The second piece is NuGen's whole-blood or universal RNA-seq chemistry, which is driven by the company's insert-dependent adapter cleavage (InDA-C) technology. This technology, launched last year, is designed for the effective removal of specific transcripts from RNA-seq libraries without impacting non-targeted transcripts. According to NuGen's website, the technology employs "specific and robust enzymatic steps to eliminate undesirable transcripts such as rRNA, globin, and other housekeeping transcripts during library construction without perturbing the original total RNA population as with hybridization capture methods." The specificity of transcript depletion relies on InDA-C primers, which can be designed to target virtually any class of unwanted transcripts from any species, the company notes.
"You create your whole-transcriptome library, and … based on [InDA-C] you engineer restriction sites or cleavage sites into the unwanted sequences," Brooks explained. "When you treat the library, all of those sites are cleaved and you only PCR amplify the sequences you want. And we showed that it doesn't affect any of the known sequences. It reduces almost to zero the unwanted sequences. If you wanted to do targeted RNA-seq, you could deplete as many sequences as you want, so you enrich through depletion. Integrating that chemistry with the RNA that comes from the PaxGene tubes was outstanding."
The final piece of the workflow is Illumina sequencing chemistry, Brooks said. "We standardized against the NextSeq to maximize the number of reads we can get from RNA-seq in order to get the appropriate coverage for doing not just mRNA analysis and differential gene expression, but also looking for splice variation and structural differences," he said.

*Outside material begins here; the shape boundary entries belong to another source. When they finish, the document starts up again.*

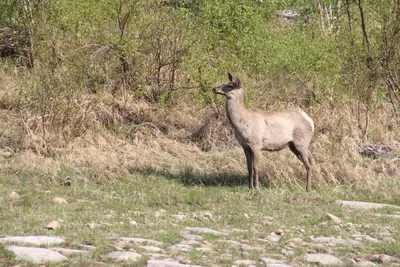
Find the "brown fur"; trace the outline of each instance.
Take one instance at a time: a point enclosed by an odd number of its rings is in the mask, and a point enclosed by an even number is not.
[[[265,112],[245,106],[245,93],[238,78],[229,74],[229,83],[213,88],[226,97],[226,114],[235,137],[243,147],[249,172],[249,188],[258,188],[258,164],[261,151],[278,151],[287,146],[303,162],[307,172],[307,191],[311,187],[309,145],[314,123],[301,110]]]

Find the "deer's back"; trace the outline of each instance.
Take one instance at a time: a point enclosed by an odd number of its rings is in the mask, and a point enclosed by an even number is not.
[[[236,139],[243,147],[271,151],[286,147],[293,139],[309,143],[313,131],[301,111],[248,110],[241,123],[233,126]]]

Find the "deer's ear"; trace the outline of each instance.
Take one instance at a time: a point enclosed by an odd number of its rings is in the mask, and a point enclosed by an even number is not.
[[[237,85],[238,88],[241,88],[241,87],[242,87],[242,82],[239,80],[239,78],[236,78],[236,79],[235,79],[235,83],[236,83],[236,85]]]

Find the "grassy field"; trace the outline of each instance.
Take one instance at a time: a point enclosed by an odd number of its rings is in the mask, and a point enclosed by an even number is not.
[[[3,164],[4,161],[10,162],[10,158],[3,159]],[[346,266],[352,266],[351,259],[371,259],[374,254],[400,257],[400,219],[374,216],[393,213],[393,209],[347,210],[336,204],[336,200],[343,199],[400,205],[398,181],[382,186],[380,193],[375,194],[351,185],[319,185],[306,193],[303,184],[249,191],[244,173],[229,177],[214,173],[196,175],[193,169],[179,175],[165,170],[141,170],[118,179],[76,178],[70,186],[62,185],[65,173],[59,172],[58,177],[47,180],[34,172],[0,175],[1,235],[56,235],[66,238],[63,247],[96,247],[87,256],[73,256],[68,263],[50,266],[101,266],[100,262],[107,266],[145,266],[149,256],[131,265],[107,259],[106,254],[115,250],[119,237],[161,241],[161,249],[170,257],[202,266],[230,266],[242,258],[253,259],[257,266],[262,266],[260,257],[265,256],[284,259],[294,266],[311,266],[303,259],[309,251],[334,253]],[[11,198],[11,192],[20,197]],[[57,205],[54,197],[62,197],[68,204]],[[327,213],[338,216],[342,223],[333,222]],[[53,220],[60,223],[60,228],[47,229],[45,226]],[[185,227],[208,227],[228,234],[205,234],[202,244],[211,246],[211,251],[170,250],[184,240]],[[268,242],[266,237],[277,229],[284,232],[281,241]],[[354,248],[310,240],[312,236],[351,239],[354,234],[379,239],[384,231],[397,242],[363,242]],[[243,251],[224,240],[261,249]],[[143,252],[134,245],[128,248]],[[224,254],[231,256],[226,259],[221,257]],[[4,247],[0,247],[0,255],[1,264],[17,264]]]

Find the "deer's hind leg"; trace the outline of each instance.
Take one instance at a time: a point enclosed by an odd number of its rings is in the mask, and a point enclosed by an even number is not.
[[[253,151],[250,148],[243,148],[246,155],[247,171],[249,172],[249,189],[253,188]]]
[[[247,170],[249,172],[249,189],[254,187],[258,189],[258,162],[260,161],[261,151],[252,147],[244,147],[243,150],[246,155]]]
[[[306,173],[307,173],[307,185],[306,190],[310,191],[311,189],[311,153],[308,148],[295,144],[294,142],[289,142],[290,150],[303,162]]]

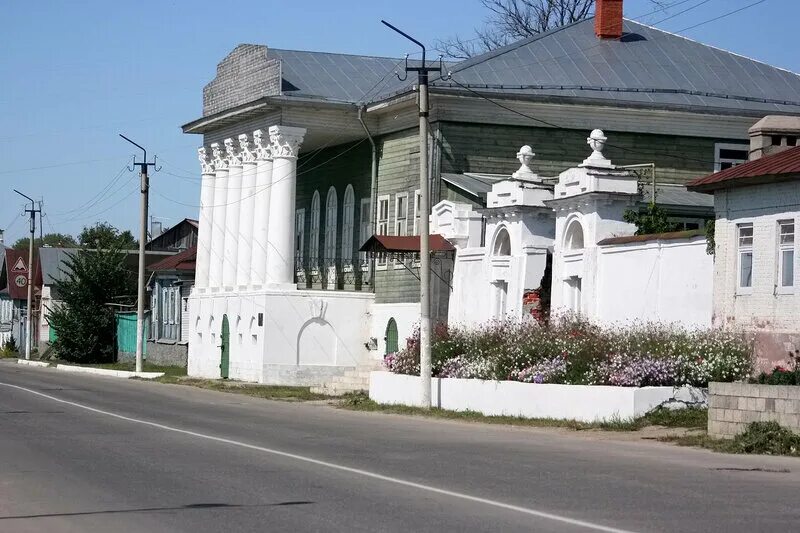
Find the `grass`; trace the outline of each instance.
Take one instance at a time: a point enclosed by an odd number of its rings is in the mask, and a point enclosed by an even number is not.
[[[781,427],[777,422],[753,422],[744,433],[733,439],[715,439],[707,434],[662,437],[663,442],[678,446],[694,446],[715,452],[790,455],[800,457],[800,435]]]
[[[427,418],[446,420],[460,420],[464,422],[478,422],[484,424],[502,424],[511,426],[529,427],[559,427],[576,431],[605,430],[605,431],[637,431],[647,426],[665,426],[671,428],[705,428],[708,424],[708,410],[689,408],[682,411],[669,409],[656,409],[655,411],[635,420],[611,420],[607,422],[577,422],[575,420],[560,420],[553,418],[523,418],[518,416],[486,416],[475,411],[448,411],[433,408],[425,410],[420,407],[407,405],[381,405],[367,397],[364,393],[345,395],[340,407],[354,411],[373,411],[400,415],[416,415]]]
[[[283,400],[295,402],[310,402],[318,400],[329,400],[329,396],[311,392],[310,387],[287,387],[282,385],[258,385],[254,383],[241,383],[238,381],[226,381],[221,379],[199,379],[185,377],[186,369],[182,375],[165,374],[163,377],[150,381],[158,383],[170,383],[173,385],[187,385],[200,389],[213,390],[217,392],[230,392],[233,394],[244,394],[254,398],[265,400]]]

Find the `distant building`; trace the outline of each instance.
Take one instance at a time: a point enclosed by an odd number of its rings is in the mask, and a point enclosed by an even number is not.
[[[755,332],[764,367],[800,350],[800,146],[776,146],[688,185],[714,195],[714,323]]]

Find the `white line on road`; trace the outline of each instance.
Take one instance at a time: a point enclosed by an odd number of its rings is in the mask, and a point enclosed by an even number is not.
[[[50,396],[49,394],[44,394],[35,390],[27,389],[25,387],[20,387],[19,385],[12,385],[10,383],[2,383],[0,385],[5,387],[10,387],[12,389],[19,389],[25,392],[29,392],[31,394],[35,394],[36,396],[41,396],[42,398],[47,398],[48,400],[52,400],[54,402],[62,403],[65,405],[71,405],[73,407],[78,407],[79,409],[85,409],[86,411],[91,411],[93,413],[98,413],[101,415],[106,415],[114,418],[118,418],[120,420],[125,420],[127,422],[133,422],[135,424],[142,424],[145,426],[150,426],[158,429],[163,429],[165,431],[172,431],[175,433],[181,433],[183,435],[189,435],[192,437],[197,437],[199,439],[206,439],[214,442],[220,442],[223,444],[229,444],[231,446],[239,446],[241,448],[246,448],[249,450],[256,450],[259,452],[269,453],[272,455],[277,455],[280,457],[286,457],[288,459],[294,459],[296,461],[302,461],[304,463],[310,463],[317,466],[324,466],[325,468],[330,468],[333,470],[339,470],[341,472],[348,472],[350,474],[356,474],[359,476],[364,476],[372,479],[377,479],[380,481],[385,481],[387,483],[393,483],[395,485],[402,485],[404,487],[411,487],[414,489],[424,490],[427,492],[432,492],[434,494],[441,494],[443,496],[449,496],[451,498],[457,498],[460,500],[466,500],[475,503],[481,503],[484,505],[488,505],[491,507],[496,507],[499,509],[505,509],[508,511],[515,511],[518,513],[523,513],[531,516],[536,516],[538,518],[544,518],[547,520],[552,520],[554,522],[560,522],[562,524],[569,524],[572,526],[578,526],[585,529],[590,529],[593,531],[604,531],[606,533],[632,533],[631,531],[624,530],[624,529],[617,529],[613,527],[603,526],[600,524],[594,524],[592,522],[586,522],[584,520],[576,520],[574,518],[568,518],[566,516],[560,516],[552,513],[546,513],[544,511],[537,511],[536,509],[531,509],[529,507],[521,507],[519,505],[512,505],[510,503],[503,503],[497,500],[489,500],[486,498],[480,498],[478,496],[470,496],[469,494],[464,494],[462,492],[456,492],[447,489],[440,489],[437,487],[433,487],[431,485],[424,485],[422,483],[415,483],[413,481],[407,481],[405,479],[395,478],[391,476],[386,476],[383,474],[378,474],[375,472],[370,472],[369,470],[362,470],[360,468],[353,468],[350,466],[339,465],[336,463],[329,463],[328,461],[322,461],[320,459],[314,459],[313,457],[306,457],[304,455],[298,455],[289,452],[283,452],[281,450],[274,450],[272,448],[265,448],[263,446],[256,446],[254,444],[247,444],[246,442],[241,442],[238,440],[233,439],[226,439],[223,437],[215,437],[213,435],[206,435],[204,433],[197,433],[196,431],[189,431],[186,429],[180,429],[172,426],[167,426],[164,424],[159,424],[157,422],[150,422],[147,420],[140,420],[138,418],[131,418],[129,416],[120,415],[117,413],[112,413],[110,411],[103,411],[102,409],[97,409],[95,407],[90,407],[88,405],[83,405],[76,402],[70,402],[68,400],[62,400],[61,398],[56,398],[55,396]]]

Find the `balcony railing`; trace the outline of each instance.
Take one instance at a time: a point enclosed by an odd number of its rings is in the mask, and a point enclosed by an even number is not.
[[[368,291],[372,288],[370,261],[360,257],[322,259],[306,257],[295,261],[295,283],[300,288]]]

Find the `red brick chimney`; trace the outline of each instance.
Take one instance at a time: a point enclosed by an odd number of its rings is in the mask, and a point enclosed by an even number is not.
[[[594,8],[594,33],[598,39],[622,37],[622,0],[597,0]]]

After developing the workflow, the partnering organizations validated it across three sites in New Jersey with multiple operators, using several nanograms of total RNA from each of 10 subjects. They found a high degree of reproducibility across sites, operators, and equipment.
The group is currently preparing a manuscript summarizing the data for publication in a peer-reviewed scientific journal. In the meantime, Brooks said that the partners want to disseminate their workflow and data as broadly as possible so that other laboratories can evaluate and potentially adopt the method.
"Instead of just looking at our reads and interpretation, go and interpret the data yourself," Brooks said. "Turn it upside down, inside out, chop it up, and put it back together, so you can convince yourself that the workflow is solid."
The researchers are also providing their study design to clinical researchers that want to do their own independent validation as part of a laboratory-developed test. "We're giving them the blueprint to do the exact same thing," Brooks said. "And we did this based on New York State guidelines so the design would be commensurate with anyone who wanted to get an LDT approved. We're not selling anything, because we're not allowed to do that — the LDT has to be done by the individual lab. But we're just giving people a guideline that we know if they follow it will be accepted."